This Memorial Day, I would like to honor the men who served and died with the 442nd Regimental Combat Team during World War II.
Initially, the United States didn’t want Japanese Americans serving in combat units during World War II. Then it changed its mind and decided to form an all-Nisei unit to fight in Europe. (Nisei were the second generation Japanese in America and the first generation born in this country.)
Actually, it was never an all-Nisei unit. The United States was perfectly happy to have Japanese Americans fight and die for their country, but it refused to commission them as officers. So the Nisei soldiers in the 442nd fought under the command of their white brothers.
And they fought with courage and honor. According to many sources, the 442nd has the distinction of being the most decorated infantry regiment in the history of the United States Army. This includes 9,486 Purple Hearts, eight Presidential Unit Citations, and 21 Medals of Honor.
All of this came at a high human cost. The 4,000-man unit needed frequent replacements for the soldiers who died or were wounded in battle. In all, approximately 14,000 men served in the 442nd during World War II.
One of its most famous exploits was rescuing the “Lost Battalion” in October 1944. Two hundred plus men from a Texas battalion were surrounded by German troops, and the 442nd was ordered to rescue them. The rescue itself was a success, but the men of the 442nd fought one of the bloodiest battles of the war at a cost of 200 dead and 800 wounded.

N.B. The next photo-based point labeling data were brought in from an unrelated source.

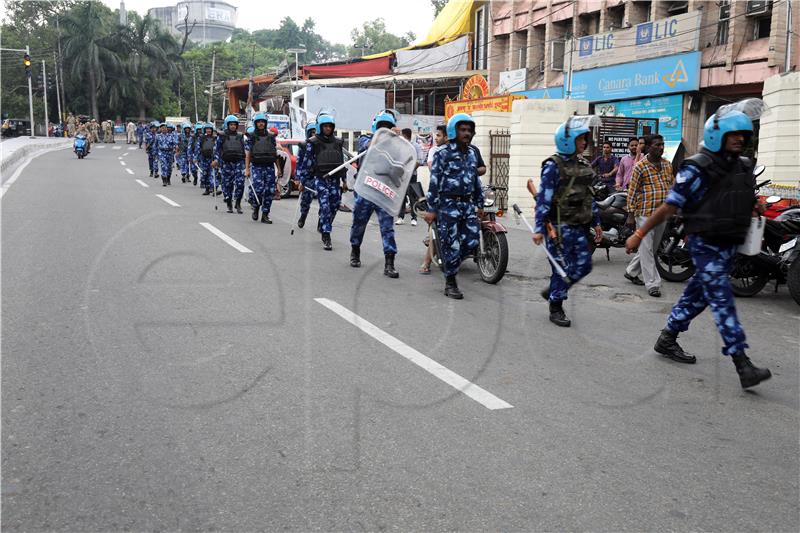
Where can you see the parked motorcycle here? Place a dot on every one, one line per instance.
(491, 255)
(79, 146)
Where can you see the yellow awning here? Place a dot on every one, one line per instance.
(452, 21)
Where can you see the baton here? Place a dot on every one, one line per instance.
(553, 260)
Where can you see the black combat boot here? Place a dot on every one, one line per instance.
(355, 256)
(667, 345)
(749, 374)
(557, 315)
(451, 288)
(388, 267)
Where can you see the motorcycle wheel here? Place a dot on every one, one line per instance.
(675, 266)
(747, 279)
(492, 264)
(793, 280)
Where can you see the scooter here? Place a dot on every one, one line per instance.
(79, 146)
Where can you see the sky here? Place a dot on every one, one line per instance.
(334, 18)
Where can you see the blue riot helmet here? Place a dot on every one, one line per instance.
(454, 121)
(731, 118)
(573, 128)
(384, 119)
(230, 119)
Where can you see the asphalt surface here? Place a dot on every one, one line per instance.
(156, 378)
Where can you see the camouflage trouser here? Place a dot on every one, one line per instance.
(329, 195)
(262, 176)
(232, 174)
(362, 211)
(459, 229)
(710, 286)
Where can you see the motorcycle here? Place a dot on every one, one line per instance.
(491, 256)
(79, 146)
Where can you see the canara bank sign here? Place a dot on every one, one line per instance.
(664, 75)
(646, 40)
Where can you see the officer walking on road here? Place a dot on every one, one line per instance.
(715, 191)
(454, 195)
(565, 202)
(229, 158)
(261, 152)
(323, 154)
(363, 209)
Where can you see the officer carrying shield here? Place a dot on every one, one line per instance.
(229, 158)
(566, 204)
(715, 191)
(261, 152)
(454, 195)
(305, 195)
(363, 209)
(324, 154)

But the most unusual thing about the men of the 442nd was their loyalty to a country that showed no loyalty to them or their families. While they were fighting and dying in France, their fathers and mothers and brothers and sisters and wives and children were incarcerated behind barbed wire in the deserts and swamps of the western United States.
So join me in saluting the men who served and died with the 442nd Regimental Combat Team.
The photo at the top of this page shows Japanese-American infantrymen of the 442nd Regimental Combat Team hiking up a muddy road in the Chambois Sector of France in late 1944. It is an official army photograph and is in the public domain.